Cash from the CoCos would be used to clean up the banking and real estate activities currently held by Bankia's parent group BFA. These activities would then be absorbed by Bankia and BFA would stop operating as a bank, one source said.
The move aims to clarify the group's structure and reassure investors that the bank - which holds around 10% of Spanish deposits - won't push Spain to seek an Irish-style international bailout to recapitalise its lenders.
Bankia is Spain's 4th biggest bank by assets and has already received more than 4 billion in government aid. Bankia and BFA are together the most exposed of any Spanish lender to troubled real estate assets, with 31.7 billion of exposure compared with a sector total of 184 billion.
Bankia and BFA have recognised losses of 37.5% or 11.9 billion, on these assets, which include loans to property developers as well as property that was collateral on loans that went bad. But many banking analysts say the losses could go deeper.
The fresh injection of up to 10 billion will allow Bankia to clean up troubled assets, cushion against further losses in the future and also meet European banking capital standards for solvency, the sources said.
Sources said a government announcement on Bankia could come on Friday once Rato's successor is in place.
"The objective is to send a strong signal to the markets and also to the International Monetary Fund and other international partners that the (Bankia) plan is ambitious and strong and will complete our ongoing banking reform," one of the sources said.
The Bankia rescue will dovetail with a wider plan to create a so-called bad bank to park and eventually sell off toxic real estate assets held by the banks. Rajoy said he would announce the details of the wider bank reform scheme on Friday.
The Bank of Spain and Bankia declined to comment.
Bankia's shares fell 3.26% to 2.375 at the market close, making it the session's worst performer on the blue-chip index. Spain's country risk, as measured by the spread between yields on Spanish and German benchmark bonds, jumped to about 429 basis points before coming back to 413 bps.
"This news seems, however, to be positive for the Spanish banking sector overall, because it seems that a cleanup at Bankia will take place with public money and not be paid (for) by other banks," sai d Maria Lopez, analyst at Espirito Santo.
The Spanish government has been financing some of the cleanup of the sector through yearly contributions that all the banks make to a deposit guarantee fund.

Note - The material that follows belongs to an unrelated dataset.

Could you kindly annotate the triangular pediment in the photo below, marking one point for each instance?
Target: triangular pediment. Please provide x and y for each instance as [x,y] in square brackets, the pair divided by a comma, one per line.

Spain has already spent 18 billion to clean up its financial sector, and has forced banks into dozens of mergers - including those which created Bankia - and to recognise more than 50 billion of losses on property exposure.
Rajoy's PP has a majority in parliament, so he should not have trouble pushing through a Bankia bailout. But news of the use of public money provoked a political row at a time when almost 25% of Spanish workers are jobless and social services are being cut under harsh austerity measures.
"No one will understand why there is money for banks but not for hospitals and schools," said opposition Socialist leader Alfredo Perez Rubalcaba.
Rajoy's first banking reform, announced in February, has failed to convince markets that the banks have recognised sufficient losses after the bursting of a 10-year real estate bubble. The previous Socialist government had already enacted two earlier reforms to clean up the banks.